Wednesday 29 February 2012

What new dialogue can we set up between people who write about theatre and people who make it?


Convener: maddy costa

Participants: forgot to take names, but group included jake orr, roland from theatre delicatessen, rajni shah, theron schmidt, Jamie wood, tom frankland, matt trueman, simon bowes

Summary of discussion, conclusions and/or recommendations:

Do we want to maintain a distance between the people who write about theatre and the people who make it? Some felt this distance essential: writers shouldn’t be allowed into the rehearsal process, a critic would feel compromised by knowing too much about what the maker intended, and should be coming to the show with fresh eyes. Others felt frustrated by the feeling that it’s not possible to have a relationship with critics, that this barrier between the two groups should be dismantled.

One way of dismantling it: by allowing theatre writers in to the rehearsal process. I’ve been doing this with Chris Goode, Jake Orr is about to do this with a company at Oval House, Theatre Delicatessen have invited a writer in to their Henry V. Jake Orr approached Oval House with this proposal because he felt frustrated by the limitations of criticism, and also by the way artists talk about each other’s work, they are reluctant to critique.

The maker has to trust that the relationship would be beneficial to them in some way. Which raises the question: what do we write? A view on the process, which might elucidate something to the maker they perhaps hadn’t realized about themselves. A document useful to other theatre makers – after all, we all of us read more about theatre than we actually get to see. A record of how the show was made that might help audiences understand what they’ve seen, especially with experimental work. Extend the life of the work beyond the live event. We don’t know what the value of what we’ve written might be in the future.

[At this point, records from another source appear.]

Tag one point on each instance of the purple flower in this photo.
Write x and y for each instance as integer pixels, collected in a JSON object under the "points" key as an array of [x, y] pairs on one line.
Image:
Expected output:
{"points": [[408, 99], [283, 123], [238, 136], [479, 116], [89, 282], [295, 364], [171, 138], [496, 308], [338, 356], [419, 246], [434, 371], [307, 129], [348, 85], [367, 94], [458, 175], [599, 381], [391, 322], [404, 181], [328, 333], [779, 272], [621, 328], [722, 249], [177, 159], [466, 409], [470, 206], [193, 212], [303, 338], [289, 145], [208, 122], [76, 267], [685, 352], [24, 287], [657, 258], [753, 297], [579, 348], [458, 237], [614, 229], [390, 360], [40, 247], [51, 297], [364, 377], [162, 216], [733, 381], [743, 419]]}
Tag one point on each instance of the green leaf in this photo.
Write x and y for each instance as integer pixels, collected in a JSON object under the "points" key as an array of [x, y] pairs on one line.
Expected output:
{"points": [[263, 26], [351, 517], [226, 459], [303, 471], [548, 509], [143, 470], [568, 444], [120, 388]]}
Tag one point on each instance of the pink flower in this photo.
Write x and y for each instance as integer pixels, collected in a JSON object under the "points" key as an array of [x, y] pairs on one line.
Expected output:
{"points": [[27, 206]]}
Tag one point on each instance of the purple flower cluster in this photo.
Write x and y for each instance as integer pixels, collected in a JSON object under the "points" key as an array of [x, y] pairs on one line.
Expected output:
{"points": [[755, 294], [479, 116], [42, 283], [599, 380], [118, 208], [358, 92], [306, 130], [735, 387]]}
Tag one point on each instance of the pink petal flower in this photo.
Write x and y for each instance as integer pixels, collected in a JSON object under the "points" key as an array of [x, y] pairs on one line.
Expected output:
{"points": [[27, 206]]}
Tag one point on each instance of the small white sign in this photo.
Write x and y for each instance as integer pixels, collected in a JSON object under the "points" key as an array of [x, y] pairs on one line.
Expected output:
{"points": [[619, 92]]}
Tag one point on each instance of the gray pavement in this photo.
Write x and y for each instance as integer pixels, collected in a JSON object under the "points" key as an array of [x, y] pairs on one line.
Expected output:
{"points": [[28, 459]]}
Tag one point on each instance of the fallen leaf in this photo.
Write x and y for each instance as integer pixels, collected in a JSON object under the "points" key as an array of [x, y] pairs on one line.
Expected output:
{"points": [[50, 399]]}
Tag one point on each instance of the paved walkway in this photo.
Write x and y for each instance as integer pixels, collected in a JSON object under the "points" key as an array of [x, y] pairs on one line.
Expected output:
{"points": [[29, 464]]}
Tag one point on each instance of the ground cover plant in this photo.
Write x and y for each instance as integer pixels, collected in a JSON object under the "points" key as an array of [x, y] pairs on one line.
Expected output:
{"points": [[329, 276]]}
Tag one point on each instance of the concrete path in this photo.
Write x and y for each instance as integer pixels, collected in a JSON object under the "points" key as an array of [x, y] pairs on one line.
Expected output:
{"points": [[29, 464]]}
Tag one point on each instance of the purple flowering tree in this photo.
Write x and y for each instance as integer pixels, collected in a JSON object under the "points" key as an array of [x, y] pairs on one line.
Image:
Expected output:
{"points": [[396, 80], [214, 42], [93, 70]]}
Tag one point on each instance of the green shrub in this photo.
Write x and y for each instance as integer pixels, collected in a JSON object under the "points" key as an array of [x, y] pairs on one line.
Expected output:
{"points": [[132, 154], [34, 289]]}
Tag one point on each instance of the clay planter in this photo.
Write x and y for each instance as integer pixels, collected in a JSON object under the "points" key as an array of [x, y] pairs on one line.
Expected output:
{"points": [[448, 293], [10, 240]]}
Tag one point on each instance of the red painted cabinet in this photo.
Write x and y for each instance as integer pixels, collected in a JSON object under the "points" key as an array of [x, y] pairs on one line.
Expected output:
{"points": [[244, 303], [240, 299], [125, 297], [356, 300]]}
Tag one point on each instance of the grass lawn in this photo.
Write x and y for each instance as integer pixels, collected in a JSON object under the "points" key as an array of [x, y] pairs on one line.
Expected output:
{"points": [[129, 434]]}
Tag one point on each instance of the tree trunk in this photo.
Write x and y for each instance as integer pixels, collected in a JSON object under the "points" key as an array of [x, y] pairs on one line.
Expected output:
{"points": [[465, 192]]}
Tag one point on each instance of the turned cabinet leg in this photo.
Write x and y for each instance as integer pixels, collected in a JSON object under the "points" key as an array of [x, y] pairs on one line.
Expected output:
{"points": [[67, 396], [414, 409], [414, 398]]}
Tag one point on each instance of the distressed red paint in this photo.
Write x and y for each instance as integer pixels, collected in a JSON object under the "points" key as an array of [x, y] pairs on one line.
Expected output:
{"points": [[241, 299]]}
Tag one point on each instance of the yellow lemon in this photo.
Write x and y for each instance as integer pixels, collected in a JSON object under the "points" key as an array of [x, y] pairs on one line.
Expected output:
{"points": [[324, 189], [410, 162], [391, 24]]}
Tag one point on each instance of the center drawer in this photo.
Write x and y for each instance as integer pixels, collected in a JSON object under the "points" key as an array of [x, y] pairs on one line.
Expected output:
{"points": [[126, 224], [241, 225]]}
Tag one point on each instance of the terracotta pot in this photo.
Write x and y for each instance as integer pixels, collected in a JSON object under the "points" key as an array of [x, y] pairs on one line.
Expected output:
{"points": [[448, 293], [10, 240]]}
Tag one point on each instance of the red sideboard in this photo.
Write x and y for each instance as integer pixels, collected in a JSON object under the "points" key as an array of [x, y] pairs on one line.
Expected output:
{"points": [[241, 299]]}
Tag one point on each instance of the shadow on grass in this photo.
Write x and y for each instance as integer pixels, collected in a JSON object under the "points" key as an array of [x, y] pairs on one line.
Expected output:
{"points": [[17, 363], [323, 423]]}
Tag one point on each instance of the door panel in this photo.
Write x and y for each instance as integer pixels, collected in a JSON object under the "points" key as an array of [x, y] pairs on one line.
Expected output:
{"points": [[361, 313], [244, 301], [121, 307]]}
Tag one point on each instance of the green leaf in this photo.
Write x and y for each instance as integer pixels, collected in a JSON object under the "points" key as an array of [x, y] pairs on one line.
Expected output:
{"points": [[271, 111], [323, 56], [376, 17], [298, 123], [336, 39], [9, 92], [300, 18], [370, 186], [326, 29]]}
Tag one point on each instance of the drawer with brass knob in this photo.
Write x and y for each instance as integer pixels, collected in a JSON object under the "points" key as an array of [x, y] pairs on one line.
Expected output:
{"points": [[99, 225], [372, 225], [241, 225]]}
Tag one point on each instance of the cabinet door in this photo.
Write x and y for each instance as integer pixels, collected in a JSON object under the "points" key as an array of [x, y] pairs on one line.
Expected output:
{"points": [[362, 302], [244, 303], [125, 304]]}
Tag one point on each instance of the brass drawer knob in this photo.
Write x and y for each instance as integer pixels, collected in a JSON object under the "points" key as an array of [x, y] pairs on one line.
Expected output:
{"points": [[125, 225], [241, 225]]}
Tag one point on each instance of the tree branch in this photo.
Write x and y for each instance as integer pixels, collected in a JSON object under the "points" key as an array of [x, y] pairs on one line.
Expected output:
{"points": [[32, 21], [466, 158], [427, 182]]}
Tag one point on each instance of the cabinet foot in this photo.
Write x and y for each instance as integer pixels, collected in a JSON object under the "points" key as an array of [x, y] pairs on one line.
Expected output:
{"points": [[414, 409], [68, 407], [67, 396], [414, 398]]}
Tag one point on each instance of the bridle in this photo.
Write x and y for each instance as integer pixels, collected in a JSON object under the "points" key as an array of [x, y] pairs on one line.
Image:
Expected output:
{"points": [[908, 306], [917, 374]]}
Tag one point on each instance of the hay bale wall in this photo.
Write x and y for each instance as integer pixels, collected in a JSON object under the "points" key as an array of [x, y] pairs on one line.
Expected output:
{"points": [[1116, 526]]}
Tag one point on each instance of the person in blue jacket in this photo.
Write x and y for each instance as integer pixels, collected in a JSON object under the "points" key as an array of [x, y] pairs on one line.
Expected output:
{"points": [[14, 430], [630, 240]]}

What difference might it make to say to writers: “the rehearsal room door is open to you”?

When embedded in rehearsals, should a critic be a silent, recording presence? Should they discuss the piece with the maker? Is there a potential model in critic as dramaturg? How do we stop the critic being simply a diarist, or a kind of puppet for the maker?

Another possible dialogue: makers actually talking to critics after a review has been published, to understand better how the critic came to their view of the show. This would be awkward but potential fruitful. Not least for the critic: it might improve their watching!

Makers want more from critics than just the show was good/bad: they want thoughtful engagement – and particularly appreciate a critic’s honesty as to their own confusion. Why does a critic have to write from a point of certainty? Why can’t they be as vulnerable as the makers? When you haven’t got anything useful to say, just don’t say anything.

Makers would like a space to write in themselves – the model is Exeunt, which publishes long essays by makers, and theatre journals.

Similarly, I and Jake Orr are in agreement in feeling that most theatre blogging follows the established mainstream press model – we’re interested in forming a new language. Everyone excited by the idea that theatre writing/criticism could experiment with form, the way the work we watch does. Investigate the sculptural possibilities of writing.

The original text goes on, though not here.